“I have no boundaries. I am totally flexible. I am open to everything and I pursue everything. I have no more compunction about speculating in Singapore dollars or shorting Malaysian palm oil than I do about buying General Motors.”
– Jim Rogers
Global investing pioneer Jim Rogers is the ultimate big picture investor.
Ever since his days as George Soros’ first investment partner in the late 1960s, Rogers has spent his life tracking financial markets across the globe.
I don’t always agree with Rogers’ strong opinions.
Nevertheless, I have always admired – and emulated – Rogers’ openness to investing in anything and everything he could get his hands on.
After all, why limit yourself to buying and holding only U.S. stocks?
Like Rogers, I believe it’s a big investment world out there.
And like him, I am totally flexible.
I don’t think it makes any difference whether I make money by trading a currency or by shorting an obscure commodity like palm oil.
I’m willing to go wherever the next opportunity takes me…
ETFs Make Flexible Investing Easy
This flexible investment philosophy explains why I find exchange-traded funds (ETFs) so compelling.
Using ETFs, you can invest in everything from stocks to bonds to commodities to currencies across the world.
You can invest long or short and even place leveraged bets on whether you expect the market to go up or down.
When Rogers shorted the Japanese stock market bubble in the late 1980s, he likely had to set up a local Japanese brokerage account.
Today, Rogers could short the Japanese stock market by buying an ETF at the click of a mouse.
Three ETFs for Today’s Challenging Markets
Until recently, the simple strategy of buying and holding U.S. stocks worked like a charm. The average investor looked like a stock market genius. All you had to do was buy a stock and watch it go up.
That all changed at the end of January when volatility in the U.S. stock market exploded.
Strategies that worked yesterday stopped working today.
And investors had to adopt a more flexible approach to making money in the markets.
I monitor hundreds of ETFs that offer just that kind of flexibility.
Here are three that are thriving in the recent challenging markets.
1. iShares MSCI Malaysia ETF
The iShares MSCI Malaysia ETF (NYSE: EWM) tracks a market cap-weighted index of Malaysian stocks traded on the Kuala Lumpur Stock Exchange.
Once a sleepy Southeast Asian backwater, Malaysia began transforming its economy by imitating the four Asian Tiger economies – Hong Kong, Singapore, South Korea and Taiwan.
With a population of 31 million – a little larger than that of Texas – Malaysia is the third-wealthiest country in Southeast Asia with a per capita gross domestic product (GDP) of $13,123.
Last year, Malaysian GDP was 5.9%, among one of the highest in the world. The Global Competitive Index 2017 – 2018 ranked Malaysia an impressive 23 out of 137 countries.

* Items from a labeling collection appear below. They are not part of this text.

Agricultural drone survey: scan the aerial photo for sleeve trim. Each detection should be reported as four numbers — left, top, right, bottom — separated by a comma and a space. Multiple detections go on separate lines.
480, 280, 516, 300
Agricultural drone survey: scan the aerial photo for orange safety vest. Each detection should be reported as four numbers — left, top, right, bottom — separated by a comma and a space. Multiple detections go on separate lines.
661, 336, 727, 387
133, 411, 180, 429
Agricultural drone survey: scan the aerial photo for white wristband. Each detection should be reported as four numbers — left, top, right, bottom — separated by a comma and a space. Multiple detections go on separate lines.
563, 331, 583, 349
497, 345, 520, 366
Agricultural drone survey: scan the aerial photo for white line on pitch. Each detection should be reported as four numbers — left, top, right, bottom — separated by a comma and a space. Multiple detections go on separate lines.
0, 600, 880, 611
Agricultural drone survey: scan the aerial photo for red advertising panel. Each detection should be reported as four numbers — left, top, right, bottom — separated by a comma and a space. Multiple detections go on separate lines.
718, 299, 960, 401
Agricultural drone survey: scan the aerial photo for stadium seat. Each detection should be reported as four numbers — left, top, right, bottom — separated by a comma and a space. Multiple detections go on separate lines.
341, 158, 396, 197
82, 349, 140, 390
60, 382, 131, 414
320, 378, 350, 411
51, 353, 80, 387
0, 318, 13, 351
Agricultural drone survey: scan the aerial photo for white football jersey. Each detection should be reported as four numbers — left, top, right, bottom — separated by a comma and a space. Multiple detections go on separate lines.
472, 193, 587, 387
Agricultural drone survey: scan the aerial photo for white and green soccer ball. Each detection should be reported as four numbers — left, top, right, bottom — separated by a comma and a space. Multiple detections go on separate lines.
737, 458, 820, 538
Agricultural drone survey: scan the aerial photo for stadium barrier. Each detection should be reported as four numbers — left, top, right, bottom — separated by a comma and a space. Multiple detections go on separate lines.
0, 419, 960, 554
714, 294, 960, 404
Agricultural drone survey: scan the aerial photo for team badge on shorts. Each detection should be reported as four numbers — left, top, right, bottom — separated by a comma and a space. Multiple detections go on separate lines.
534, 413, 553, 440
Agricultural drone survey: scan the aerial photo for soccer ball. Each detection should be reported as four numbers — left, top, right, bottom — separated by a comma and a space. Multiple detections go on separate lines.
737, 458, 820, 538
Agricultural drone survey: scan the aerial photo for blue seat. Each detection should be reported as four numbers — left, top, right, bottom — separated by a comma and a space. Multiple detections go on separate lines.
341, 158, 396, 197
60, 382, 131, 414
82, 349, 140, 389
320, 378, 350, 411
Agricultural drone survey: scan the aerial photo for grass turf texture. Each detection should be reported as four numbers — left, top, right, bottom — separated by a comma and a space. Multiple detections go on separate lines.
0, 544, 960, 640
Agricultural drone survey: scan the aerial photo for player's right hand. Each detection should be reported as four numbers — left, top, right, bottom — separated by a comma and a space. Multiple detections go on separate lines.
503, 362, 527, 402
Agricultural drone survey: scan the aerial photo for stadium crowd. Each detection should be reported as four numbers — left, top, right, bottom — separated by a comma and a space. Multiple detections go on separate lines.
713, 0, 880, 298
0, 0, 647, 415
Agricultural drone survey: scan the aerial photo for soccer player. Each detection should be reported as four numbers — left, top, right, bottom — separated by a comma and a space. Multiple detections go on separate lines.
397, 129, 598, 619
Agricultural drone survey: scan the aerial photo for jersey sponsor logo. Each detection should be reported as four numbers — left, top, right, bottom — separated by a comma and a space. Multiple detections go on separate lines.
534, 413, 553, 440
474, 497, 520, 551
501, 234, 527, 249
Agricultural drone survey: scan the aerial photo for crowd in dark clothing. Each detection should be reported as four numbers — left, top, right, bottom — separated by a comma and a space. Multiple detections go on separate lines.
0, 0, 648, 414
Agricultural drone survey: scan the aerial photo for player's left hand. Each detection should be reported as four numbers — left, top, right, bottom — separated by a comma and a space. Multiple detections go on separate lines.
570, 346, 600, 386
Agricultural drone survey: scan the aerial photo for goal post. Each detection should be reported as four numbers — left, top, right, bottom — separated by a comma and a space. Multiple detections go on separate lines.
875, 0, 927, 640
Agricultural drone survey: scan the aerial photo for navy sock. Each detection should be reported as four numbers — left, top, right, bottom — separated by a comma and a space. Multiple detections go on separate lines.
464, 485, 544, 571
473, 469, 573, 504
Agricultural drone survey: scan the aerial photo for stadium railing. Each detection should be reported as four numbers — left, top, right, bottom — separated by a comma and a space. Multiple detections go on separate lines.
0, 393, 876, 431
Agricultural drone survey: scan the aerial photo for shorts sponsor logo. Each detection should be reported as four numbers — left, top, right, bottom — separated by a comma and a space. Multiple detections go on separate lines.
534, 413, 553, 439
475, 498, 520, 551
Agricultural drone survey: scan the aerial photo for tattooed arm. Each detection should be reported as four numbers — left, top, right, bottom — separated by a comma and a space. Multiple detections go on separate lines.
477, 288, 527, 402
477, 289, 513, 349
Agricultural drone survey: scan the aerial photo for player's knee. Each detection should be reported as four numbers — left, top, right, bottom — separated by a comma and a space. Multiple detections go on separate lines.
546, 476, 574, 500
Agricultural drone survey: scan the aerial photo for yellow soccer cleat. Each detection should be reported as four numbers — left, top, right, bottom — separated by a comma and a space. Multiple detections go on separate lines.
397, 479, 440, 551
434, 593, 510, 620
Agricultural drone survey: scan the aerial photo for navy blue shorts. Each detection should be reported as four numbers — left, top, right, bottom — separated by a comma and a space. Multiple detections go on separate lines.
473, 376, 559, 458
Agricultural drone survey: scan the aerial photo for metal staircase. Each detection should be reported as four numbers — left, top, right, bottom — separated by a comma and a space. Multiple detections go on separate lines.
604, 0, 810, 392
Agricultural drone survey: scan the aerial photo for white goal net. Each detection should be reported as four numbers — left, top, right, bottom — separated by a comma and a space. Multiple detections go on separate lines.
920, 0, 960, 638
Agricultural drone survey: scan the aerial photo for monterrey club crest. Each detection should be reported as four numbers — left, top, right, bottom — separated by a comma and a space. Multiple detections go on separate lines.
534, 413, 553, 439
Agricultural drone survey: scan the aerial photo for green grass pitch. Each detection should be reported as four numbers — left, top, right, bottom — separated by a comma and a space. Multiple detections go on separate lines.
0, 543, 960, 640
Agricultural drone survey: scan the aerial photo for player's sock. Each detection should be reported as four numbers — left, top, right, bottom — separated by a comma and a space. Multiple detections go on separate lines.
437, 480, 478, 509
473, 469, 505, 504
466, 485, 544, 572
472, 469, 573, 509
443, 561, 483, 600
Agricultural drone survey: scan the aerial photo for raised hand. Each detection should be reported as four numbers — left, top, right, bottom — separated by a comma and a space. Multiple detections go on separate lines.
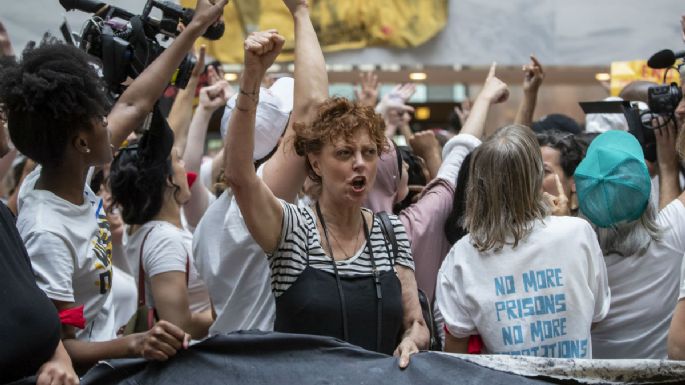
454, 99, 471, 127
354, 72, 378, 107
244, 29, 285, 81
190, 0, 228, 33
523, 55, 545, 92
0, 22, 14, 57
200, 80, 233, 112
207, 65, 224, 86
479, 63, 509, 104
409, 130, 440, 159
190, 44, 207, 79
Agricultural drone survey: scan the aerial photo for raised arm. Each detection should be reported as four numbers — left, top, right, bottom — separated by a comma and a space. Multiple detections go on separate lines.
224, 30, 284, 253
654, 123, 682, 210
0, 22, 14, 58
107, 0, 228, 148
514, 55, 545, 127
459, 63, 509, 139
264, 0, 328, 202
183, 80, 231, 227
167, 45, 206, 155
150, 271, 214, 339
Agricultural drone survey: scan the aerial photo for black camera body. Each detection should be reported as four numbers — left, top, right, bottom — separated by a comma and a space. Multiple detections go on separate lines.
647, 83, 683, 115
60, 0, 224, 94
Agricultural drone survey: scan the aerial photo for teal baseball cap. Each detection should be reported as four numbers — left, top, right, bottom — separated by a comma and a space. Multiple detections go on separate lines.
574, 130, 652, 227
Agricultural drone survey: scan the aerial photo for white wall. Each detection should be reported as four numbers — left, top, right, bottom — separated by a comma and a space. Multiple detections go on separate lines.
0, 0, 685, 66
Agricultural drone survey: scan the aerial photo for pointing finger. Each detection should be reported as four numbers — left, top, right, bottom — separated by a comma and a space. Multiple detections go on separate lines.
530, 55, 542, 70
488, 62, 497, 78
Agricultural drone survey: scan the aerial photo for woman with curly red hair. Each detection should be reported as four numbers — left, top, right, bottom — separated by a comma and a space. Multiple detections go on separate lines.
225, 31, 428, 367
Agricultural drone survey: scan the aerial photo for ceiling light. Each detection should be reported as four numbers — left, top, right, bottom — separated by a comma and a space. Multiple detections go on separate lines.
409, 72, 428, 81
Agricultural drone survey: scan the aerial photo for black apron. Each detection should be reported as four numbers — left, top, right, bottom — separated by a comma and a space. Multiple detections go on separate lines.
274, 203, 403, 354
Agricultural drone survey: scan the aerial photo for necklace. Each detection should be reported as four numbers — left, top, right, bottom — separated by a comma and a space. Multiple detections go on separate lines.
326, 213, 364, 260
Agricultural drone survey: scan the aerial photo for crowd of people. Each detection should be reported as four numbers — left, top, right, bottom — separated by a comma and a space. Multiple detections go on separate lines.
0, 0, 685, 384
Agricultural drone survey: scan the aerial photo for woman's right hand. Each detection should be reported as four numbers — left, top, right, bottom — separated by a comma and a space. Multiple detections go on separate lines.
131, 320, 190, 361
244, 29, 285, 82
478, 63, 509, 104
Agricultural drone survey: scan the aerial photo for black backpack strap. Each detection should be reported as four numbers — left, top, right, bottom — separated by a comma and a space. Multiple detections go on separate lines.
376, 211, 398, 266
376, 211, 442, 351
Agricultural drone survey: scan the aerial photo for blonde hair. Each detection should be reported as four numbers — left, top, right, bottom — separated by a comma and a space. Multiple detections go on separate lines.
464, 125, 549, 251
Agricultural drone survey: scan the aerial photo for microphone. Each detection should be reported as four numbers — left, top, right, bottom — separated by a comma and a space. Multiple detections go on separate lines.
59, 0, 107, 13
647, 49, 685, 69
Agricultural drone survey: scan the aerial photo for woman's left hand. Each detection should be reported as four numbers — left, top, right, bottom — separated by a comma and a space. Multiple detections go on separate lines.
393, 336, 419, 369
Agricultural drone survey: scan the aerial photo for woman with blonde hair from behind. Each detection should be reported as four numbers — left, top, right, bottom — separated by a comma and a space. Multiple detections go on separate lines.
436, 125, 610, 358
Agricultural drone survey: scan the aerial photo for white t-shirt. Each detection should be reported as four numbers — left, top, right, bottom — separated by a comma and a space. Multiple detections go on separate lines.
436, 217, 611, 358
592, 199, 685, 359
126, 221, 211, 313
17, 167, 117, 341
193, 167, 276, 335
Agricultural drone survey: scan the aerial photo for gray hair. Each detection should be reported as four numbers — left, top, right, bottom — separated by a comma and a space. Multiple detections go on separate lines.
595, 201, 661, 257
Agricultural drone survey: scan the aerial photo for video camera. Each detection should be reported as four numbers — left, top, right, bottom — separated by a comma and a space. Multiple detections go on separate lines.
59, 0, 225, 94
580, 50, 685, 162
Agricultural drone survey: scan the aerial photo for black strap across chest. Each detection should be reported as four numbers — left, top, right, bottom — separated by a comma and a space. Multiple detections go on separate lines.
316, 202, 383, 350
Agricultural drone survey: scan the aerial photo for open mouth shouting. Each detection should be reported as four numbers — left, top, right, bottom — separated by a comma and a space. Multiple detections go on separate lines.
351, 176, 366, 193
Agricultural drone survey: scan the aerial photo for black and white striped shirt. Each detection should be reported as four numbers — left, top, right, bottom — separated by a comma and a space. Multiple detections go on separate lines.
269, 201, 414, 297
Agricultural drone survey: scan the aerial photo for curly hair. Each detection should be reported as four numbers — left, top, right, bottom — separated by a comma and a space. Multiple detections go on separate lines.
109, 144, 180, 225
0, 34, 109, 165
464, 125, 549, 251
293, 97, 390, 183
537, 130, 585, 178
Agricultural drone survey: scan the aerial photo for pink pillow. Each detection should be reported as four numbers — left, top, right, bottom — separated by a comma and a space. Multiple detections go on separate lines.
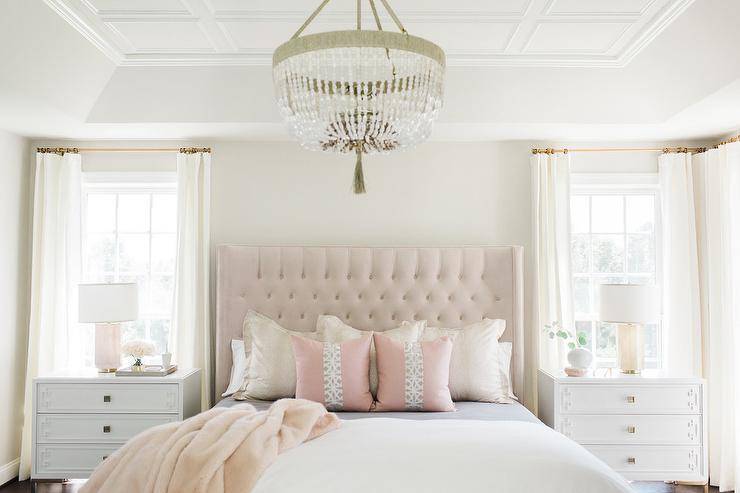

Year to date, the MSCI Malaysia ETF has risen nearly 8%. It also yields an impressive 5.2%, pays out dividends twice per year and has an annual expense ratio of 0.49%.
2. SPDR Bloomberg Barclays International Treasury Bond ETF
The SPDR Bloomberg Barclays International Treasury Bond ETF (NYSE: BWX) tracks a market value-weighted index of investment grade, fixed-rate government bonds issued by foreign countries.
Think of this ETF as a way to invest in “risk-free” Treasury bonds similar to those issued by the United States government.
Developed markets dominate this ETF’s portfolio. Almost one-fourth of its assets is invested in Japan. The remainder is allocated to government bonds from Europe, Australia, Asia and Canada.
The International Treasury Bond ETF’s current yield is 2.4%. It pays dividends monthly and has an annual expense ratio of 0.50%.
So far this year, the International Treasury Bond ETF has risen 2.2%. With dividends, it has generated a total return of 3.8% year to date.
3. CurrencyShares British Pound Sterling ETF
The CurrencyShares British Pound Sterling ETF (NYSE: FXB) tracks the value of the British pound versus the U.S. dollar.
The fate of the pound is closely linked to Brexit – the United Kingdom’s impending exit from the European Union on March 29, 2019.
Following last June’s Brexit vote, the pound plummeted.
But from a low of $1.23 against the U.S dollar, the pound has rebounded to around $1.41 – a rise of about 14%.
That’s within striking distance of its $1.48 pre-Brexit level.
In fact, had you invested in the pound after Brexit, you’d have outperformed the S&P 500.
2018 will be a volatile year for the pound.
That’s because investors hate uncertainty. But once the U.K. resolves the terms of its Brexit transition deal with the EU, the British currency should continue its bull run.
The British Pound Sterling ETF has an expense ratio of 0.40% and has risen 4.9% so far this year.
More in the Coming Months
Each of these novel ETFs ranks highly on my proprietary system for tracking ETFs with the best current outlook.
Each also opens up a whole new universe of investing possibilities that go far beyond traditional buy-and-hold strategies.
I’ll be sharing many more of my unique ETF investment ideas in the months to come.